Since 14% of the facilities account for 37% of the misconduct, maybe the NYS Department of Corrections should investigate these facilities to see why they account to a high amount of offenses. By doing so, the state will save money in the long term.

Conclusion

In this project, we performed an extensive analysis of Prison Employee Misconduct in the State of New York from July 2020 to April 2022. Our objectives were to identify patterns in types of misconduct, penalties assigned, and the distribution of misconduct across different job titles and facilities.

Our key findings are as follows:

Types of Misconduct: Behavioral issues emerged as the most common form of first-time misconduct, accounting for 30% of such cases. This was followed by miscellaneous or unknown types of offenses. The least common was abuse and harassment, at 6.9%.

Types of Penalties: A staggering 96.3% of misconduct resulted in suspensions, suggesting that the disciplinary actions are heavily skewed towards this form of penalty.

Employee Types: Correctional Officers had the highest number of reported misconducts, far exceeding those of Sergeants, the next most common group. This suggests that specific attention needs to be focused on this group to reduce misconduct rates.

Facility Analysis: We identified the top 10 and bottom 10 facilities by the total number of offenses. Interestingly, the top 10 facilities accounted for 37% of all offenses but only make up 14% of all facilities.

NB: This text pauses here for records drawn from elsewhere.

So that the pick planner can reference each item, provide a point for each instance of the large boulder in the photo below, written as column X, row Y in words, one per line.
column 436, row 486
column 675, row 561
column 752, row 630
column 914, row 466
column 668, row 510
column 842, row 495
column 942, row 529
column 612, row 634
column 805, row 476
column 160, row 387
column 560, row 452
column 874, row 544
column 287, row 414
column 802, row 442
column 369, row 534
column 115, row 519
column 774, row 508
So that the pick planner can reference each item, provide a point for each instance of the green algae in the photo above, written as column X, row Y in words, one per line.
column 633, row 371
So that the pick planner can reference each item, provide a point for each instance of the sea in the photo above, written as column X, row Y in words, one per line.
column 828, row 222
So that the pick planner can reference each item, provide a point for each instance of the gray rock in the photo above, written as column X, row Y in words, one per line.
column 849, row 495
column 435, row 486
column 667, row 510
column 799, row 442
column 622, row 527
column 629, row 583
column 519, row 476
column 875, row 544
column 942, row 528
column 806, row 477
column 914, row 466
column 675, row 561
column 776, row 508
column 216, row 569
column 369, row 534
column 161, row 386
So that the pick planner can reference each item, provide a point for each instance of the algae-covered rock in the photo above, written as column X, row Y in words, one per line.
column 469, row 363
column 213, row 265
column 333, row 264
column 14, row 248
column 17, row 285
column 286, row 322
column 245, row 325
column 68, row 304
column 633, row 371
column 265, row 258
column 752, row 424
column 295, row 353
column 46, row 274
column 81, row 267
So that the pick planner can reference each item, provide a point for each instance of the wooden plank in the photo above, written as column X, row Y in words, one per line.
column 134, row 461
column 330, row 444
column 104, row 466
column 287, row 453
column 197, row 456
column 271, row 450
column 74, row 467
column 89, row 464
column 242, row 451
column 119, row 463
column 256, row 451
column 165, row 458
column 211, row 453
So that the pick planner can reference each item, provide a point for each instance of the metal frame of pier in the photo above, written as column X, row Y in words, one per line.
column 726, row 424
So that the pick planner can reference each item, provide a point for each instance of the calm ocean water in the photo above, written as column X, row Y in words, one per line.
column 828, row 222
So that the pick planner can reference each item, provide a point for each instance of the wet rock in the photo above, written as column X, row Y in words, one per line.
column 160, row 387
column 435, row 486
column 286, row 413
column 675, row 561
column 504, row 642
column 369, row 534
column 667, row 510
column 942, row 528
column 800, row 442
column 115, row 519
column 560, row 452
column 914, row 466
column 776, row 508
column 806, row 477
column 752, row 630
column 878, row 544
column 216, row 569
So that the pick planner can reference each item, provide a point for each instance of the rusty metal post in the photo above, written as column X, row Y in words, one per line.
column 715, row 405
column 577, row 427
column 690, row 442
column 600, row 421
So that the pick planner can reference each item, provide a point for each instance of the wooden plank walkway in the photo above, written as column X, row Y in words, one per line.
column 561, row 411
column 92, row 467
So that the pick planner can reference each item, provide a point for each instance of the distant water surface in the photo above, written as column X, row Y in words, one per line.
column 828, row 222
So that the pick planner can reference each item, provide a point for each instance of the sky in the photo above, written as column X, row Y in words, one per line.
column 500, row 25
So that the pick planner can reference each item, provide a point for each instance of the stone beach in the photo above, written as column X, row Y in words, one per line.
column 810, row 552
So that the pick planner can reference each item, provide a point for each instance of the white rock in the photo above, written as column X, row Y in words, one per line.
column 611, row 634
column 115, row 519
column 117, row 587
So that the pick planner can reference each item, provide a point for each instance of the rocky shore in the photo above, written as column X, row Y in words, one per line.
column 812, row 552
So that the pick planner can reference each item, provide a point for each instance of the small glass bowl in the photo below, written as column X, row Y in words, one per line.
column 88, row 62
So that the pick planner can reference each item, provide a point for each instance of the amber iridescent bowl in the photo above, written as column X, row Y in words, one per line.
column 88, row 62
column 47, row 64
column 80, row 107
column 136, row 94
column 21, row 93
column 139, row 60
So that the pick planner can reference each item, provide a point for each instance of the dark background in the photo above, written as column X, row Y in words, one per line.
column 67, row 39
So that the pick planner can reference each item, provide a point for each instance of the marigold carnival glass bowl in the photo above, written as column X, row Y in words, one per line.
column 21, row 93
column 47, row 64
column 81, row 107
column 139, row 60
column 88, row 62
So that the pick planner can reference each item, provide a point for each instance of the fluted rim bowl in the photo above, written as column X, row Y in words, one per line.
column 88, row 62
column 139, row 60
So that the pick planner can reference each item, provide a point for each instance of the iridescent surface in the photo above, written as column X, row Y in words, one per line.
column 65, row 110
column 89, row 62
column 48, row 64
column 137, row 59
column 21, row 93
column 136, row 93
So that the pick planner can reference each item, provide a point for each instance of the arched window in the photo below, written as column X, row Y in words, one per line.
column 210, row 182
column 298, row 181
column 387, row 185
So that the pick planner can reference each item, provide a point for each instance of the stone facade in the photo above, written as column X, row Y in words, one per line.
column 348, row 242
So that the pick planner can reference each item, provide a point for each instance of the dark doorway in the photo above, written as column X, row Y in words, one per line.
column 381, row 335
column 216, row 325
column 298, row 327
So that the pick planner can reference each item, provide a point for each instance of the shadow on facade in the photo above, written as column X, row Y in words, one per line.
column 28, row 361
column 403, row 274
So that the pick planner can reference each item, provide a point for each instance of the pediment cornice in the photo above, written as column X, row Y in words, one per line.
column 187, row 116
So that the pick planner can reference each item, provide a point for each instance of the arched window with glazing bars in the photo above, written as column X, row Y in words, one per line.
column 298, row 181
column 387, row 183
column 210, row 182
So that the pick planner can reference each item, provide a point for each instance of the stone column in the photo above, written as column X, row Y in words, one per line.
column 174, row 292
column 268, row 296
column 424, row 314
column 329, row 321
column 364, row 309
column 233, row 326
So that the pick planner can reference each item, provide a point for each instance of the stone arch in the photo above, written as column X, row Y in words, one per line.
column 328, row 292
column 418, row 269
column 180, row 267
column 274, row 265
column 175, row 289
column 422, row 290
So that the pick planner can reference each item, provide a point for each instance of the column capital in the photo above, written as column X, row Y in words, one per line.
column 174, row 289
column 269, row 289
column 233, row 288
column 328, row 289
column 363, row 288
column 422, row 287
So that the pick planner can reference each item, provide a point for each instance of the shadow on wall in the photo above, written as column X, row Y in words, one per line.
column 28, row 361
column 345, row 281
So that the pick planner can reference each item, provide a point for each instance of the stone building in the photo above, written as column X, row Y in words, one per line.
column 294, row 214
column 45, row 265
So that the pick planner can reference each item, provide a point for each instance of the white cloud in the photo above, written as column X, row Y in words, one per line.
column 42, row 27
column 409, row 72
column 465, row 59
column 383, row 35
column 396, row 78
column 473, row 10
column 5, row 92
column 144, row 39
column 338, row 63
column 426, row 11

This indicates that the problem is more concentrated than initially thought.

Given these findings, several recommendations can be made:

Focused Training: Specialized training programs could be developed to target the most common types of misconduct, especially for Correctional Officers.

Facility Investigation: Given that a small proportion of facilities account for a large percentage of offenses, these sites should be subject to further investigation to understand the root causes.

Best Practices: Facilities with fewer incidents of misconduct could serve as models for implementing best practices across other locations.

The data provides a rich ground for formulating targeted interventions that could substantially reduce misconduct, improve the work environment, and result in long-term cost savings for the NYS Department of Corrections.